The Latest: Residents describe fleeing Los Angeles fire
LOS ANGELES (AP) — The Latest on California wildfires (all times local):
People who fled the wind-driven wildfire burning in Los Angeles describe getting out of the area as it spread rapidly.
Melissa Moffett was pet-sitting for friends in the Grenada Hills area Thursday night when she went outside before going to bed and saw fire coming down a hill.
Moffett says she quickly loaded three dogs and four cats into a car.
One cat slipped its leash and ran off, but she and the other animals reached an evacuation center an hour later.
Jonathan Stahl was driving home when he saw a plume of smoke and went to a mobile home park in Sylmar to evacuate his 91-year-old grandmother, Beverly Stahl.
She, her daughter and nephew quickly collected clothes, medication and their two dogs and left with Jonathan Stahl, ending up at an evacuation center at 2 a.m. Friday.
Beverly Stahl says, "We're all alive, nobody's hurt."
Another death has been confirmed at the scene of wildfires in Southern California.
Cal Fire spokeswoman Cathey Mattingly says a person was killed in a fire that swept through a mobile home park Thursday in Riverside County east of Los Angeles. Mattingly says there were also some injuries but she does not know the number or severity.
Seventy-four structures were destroyed.
The fire is about 823 acres (333 hectares) and 10% contained.
In Los Angeles, a man went into cardiac arrest and died at the scene of a raging wildfire that broke out late Thursday.
Los Angeles authorities say about 100,000 people have been ordered to evacuate their homes because of a wildfire on the northern edge of the city in the San Fernando Valley area.
Authorities say the wind-driven wildfire burning along the northern tier of the city has damaged at least 25 homes and that 23,000 residences are under evacuation orders.
Police Chief Michel Moore says the evacuation encompasses about 100,000 people.
Fire Chief Ralph Terrazas says the fire broke out around 9 p.m. Thursday and exceeds 7 square miles (18 square kilometers) Friday morning.
There is zero percent containment and the fire continues to threaten homes in the city as well as unincorporated areas of Los Angeles County.
Terrazas told reporters that a man died of cardiac arrest but he did not have any details of the circumstances.
Schools and colleges in the area are closed and key freeways are shut down.
Water dropping helicopters that worked through the night have been bolstered by firefighting airplanes since daybreak.
A wildfire is raging along the northern border of Los Angeles as powerful Santa Ana winds sweep Southern California.
The Los Angeles Fire Department estimates 12,700 homes are under evacuation orders early Friday in neighborhoods along the northern tier of the San Fernando Valley at the foot of the Santa Susana Mountains.
The Fire Department says homes have been destroyed but there's no estimate of the number.
It's the latest of several destructive that have erupted in Southern California amid critical fire weather conditions.

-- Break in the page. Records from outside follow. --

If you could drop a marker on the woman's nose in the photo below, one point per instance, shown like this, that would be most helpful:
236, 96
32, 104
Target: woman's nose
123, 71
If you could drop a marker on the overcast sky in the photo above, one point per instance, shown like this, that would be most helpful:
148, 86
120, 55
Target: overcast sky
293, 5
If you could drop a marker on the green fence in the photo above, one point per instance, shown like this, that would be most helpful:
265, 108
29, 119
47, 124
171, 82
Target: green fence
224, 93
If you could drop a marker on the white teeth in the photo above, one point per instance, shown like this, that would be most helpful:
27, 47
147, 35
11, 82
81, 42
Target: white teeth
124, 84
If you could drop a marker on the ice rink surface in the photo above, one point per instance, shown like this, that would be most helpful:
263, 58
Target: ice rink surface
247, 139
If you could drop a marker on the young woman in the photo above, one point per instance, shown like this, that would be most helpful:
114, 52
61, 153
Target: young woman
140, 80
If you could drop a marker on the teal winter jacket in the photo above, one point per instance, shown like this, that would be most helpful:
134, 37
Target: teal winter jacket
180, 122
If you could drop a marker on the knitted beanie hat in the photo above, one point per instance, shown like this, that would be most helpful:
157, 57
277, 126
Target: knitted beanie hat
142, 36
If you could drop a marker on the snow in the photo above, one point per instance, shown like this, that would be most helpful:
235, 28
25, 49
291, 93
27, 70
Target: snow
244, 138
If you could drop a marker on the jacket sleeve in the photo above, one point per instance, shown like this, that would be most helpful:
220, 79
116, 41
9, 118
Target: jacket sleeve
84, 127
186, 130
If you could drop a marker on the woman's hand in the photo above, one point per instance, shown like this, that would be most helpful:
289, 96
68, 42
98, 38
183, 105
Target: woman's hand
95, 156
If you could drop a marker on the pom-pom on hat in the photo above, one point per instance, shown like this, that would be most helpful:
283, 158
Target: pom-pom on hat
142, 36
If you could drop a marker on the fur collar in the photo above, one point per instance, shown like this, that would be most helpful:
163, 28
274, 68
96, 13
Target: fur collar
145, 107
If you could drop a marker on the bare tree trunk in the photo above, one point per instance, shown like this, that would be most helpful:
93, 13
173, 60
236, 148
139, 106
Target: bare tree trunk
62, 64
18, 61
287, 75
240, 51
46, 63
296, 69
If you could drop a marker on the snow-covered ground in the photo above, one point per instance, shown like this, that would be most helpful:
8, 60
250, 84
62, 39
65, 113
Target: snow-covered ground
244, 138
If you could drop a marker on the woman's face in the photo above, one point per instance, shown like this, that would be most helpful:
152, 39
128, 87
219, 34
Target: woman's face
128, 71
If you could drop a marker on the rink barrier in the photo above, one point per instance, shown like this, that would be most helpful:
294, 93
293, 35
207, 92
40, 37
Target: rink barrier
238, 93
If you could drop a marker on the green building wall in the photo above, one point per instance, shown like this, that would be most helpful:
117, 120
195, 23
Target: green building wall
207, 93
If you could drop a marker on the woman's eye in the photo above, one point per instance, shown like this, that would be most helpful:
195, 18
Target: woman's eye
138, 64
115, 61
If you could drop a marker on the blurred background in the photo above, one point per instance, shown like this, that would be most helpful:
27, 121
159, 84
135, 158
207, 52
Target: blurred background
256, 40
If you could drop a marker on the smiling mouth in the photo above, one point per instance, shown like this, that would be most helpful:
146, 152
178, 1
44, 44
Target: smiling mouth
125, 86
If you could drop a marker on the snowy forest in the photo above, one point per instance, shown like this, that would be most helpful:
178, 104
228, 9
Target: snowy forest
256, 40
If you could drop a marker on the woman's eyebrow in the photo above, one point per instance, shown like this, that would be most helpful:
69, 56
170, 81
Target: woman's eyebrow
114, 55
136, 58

In the inland region east of Los Angeles, a wind-driven fire raged through a mobile home park in the city of Calimesa, destroying 74 structures and damaging others.
Don Turner's 89-year-old mother was missing Thursday night after a wind-driven wildfire sparked by burning trash swept through a Southern California mobile home park, destroying dozens of residences.
Lois Arvickson called her son from her cellphone to say she was evacuating shortly after the blaze was reported in the Calimesa area, Turner said while with family members at an evacuation center.
He says his mother said she was getting her purse and getting out. But then the line went dead.
A short time later the neighbors saw the garage on fire, but they don't know if she'd managed to escape.
Riverside County fire officials say they're still trying to determine if anybody is unaccounted for after 74 structures were decimated.